Aware of the upcoming battle and confident of victory, the South’s ram commander Montgomery invited the residents of Memphis to view the battle from the city’s bluffs. Thousands of them did. The Union ironclads came toward Memphis five abreast with Ellet’s rams behind and commenced long-range firing with their forward guns. Ellet in his ram Queen of the West along with the ram Monarch, which was commanded by Ellet’s brother, emerged between the ironclads at top speed toward the surprised Confederate rams. The Queen of the West quickly struck the Confederate ram Colonel Lovell and nearly broke her in half. Then two Confederate rams converged on the Monarch from opposite sides. The Monarch speedily slipped through them, whereupon the Confederate rams collided with one another, the first running aground and the other soon hit by devastating fire from the ironclads, which caused her boilers to explode.
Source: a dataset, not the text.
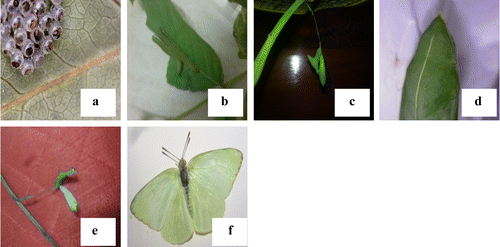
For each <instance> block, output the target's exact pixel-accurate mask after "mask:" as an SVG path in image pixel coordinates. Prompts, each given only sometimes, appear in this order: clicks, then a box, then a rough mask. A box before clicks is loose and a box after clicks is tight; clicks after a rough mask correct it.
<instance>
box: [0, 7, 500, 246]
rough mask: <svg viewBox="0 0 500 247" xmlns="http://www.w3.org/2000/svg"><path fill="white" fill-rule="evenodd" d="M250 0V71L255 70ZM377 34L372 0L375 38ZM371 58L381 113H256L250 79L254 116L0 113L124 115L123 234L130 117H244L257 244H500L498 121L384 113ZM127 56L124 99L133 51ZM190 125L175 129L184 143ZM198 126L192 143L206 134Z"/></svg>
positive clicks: (38, 123) (250, 71) (105, 123)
The five other Confederate rams tried to escape downstream and in a running ten-mile fight all but one were sunk or captured. The South’s River Defense Fleet was virtually destroyed. Conversely, the only Union casualty was Charles Ellet himself, who was struck by a pistol shot while leading from above deck. His son, Charles Rivers Ellet, only 19 years old, soon debarked with three other crewmen at Memphis, which was remarkably undefended. They were howled at by the cursing crowd, but they promptly and courageously fixed a U.S. flag above the Memphis post office, declaring this important southern city reunited with the North.

The next destination for the Union’s boats was downstream, and this city was also the destination of the Roundtable’s 2025 field trip: Vicksburg, where the field trip’s participants learned and saw firsthand that that city’s defenses required exceedingly more than Ellet’s rams, Pook’s Turtles, and a nineteen-year-old with a flag to subdue!